Bij 90% van de waterlichamen is de chemische waterkwaliteit onvoldoende doordat een of meerdere stoffen de norm overschrijden. De chemische kwaliteit is gebaseerd op 33 stoffen of groepen van stoffen die Europees zijn vastgesteld. Indien een stof niet aan de norm voldoet, is de chemische kwaliteit onvoldoende. De beoordeling van de chemische kwaliteit geeft een ongunstiger beeld dan in 2015. Een belangrijke oorzaak hiervan is dat sommige normen zijn aangescherpt en er meer stoffen zijn beoordeeld.

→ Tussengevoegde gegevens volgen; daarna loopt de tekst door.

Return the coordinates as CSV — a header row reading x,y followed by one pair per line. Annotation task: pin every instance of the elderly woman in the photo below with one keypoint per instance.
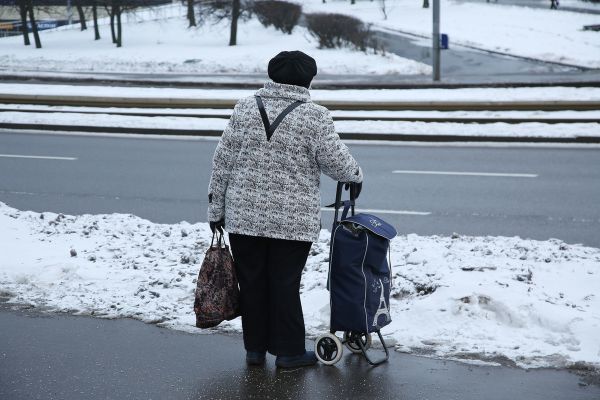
x,y
264,190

Naast een vaste lijst van chemische stoffen is er een beoordeling van de ‘overige, stroomgebied specifieke, verontreinigende stoffen’. In Nederland worden 77 stoffen beoordeeld binnen deze groep, maar per stroomgebied kan dat minder zijn afhankelijk van specifieke teelten en andere omstandigheden. Per stroomgebied is daarvoor een lijst vastgesteld. Slechts bij 0,4% van de waterlichamen voldoen alle beoordeelde stoffen aan de norm.

De belangrijkste oorzaken voor de matige tot slechte kwaliteit van het Nederlandse oppervlaktewater zijn:

  • persistente stoffen waarvan de concentraties te hoog zijn door emissies in het verleden;
  • emissies van diverse toxische stoffen waaronder bestrijdingsmiddelen;
  • vermesting met de nutriënten stikstof en fosfor. Deze zorgen voor algengroei;
  • inrichting en beheer van het water;
  • versnippering door de aanwezigheid van gemalen en stuwen;

In stroomgebiedsbeheerplannen voor de Kaderrichtlijn Water hebben het rijk, de waterschappen, provincies en gemeenten aangegeven welke maatregelen zij gaan treffen om de kwaliteit van het water te verbeteren.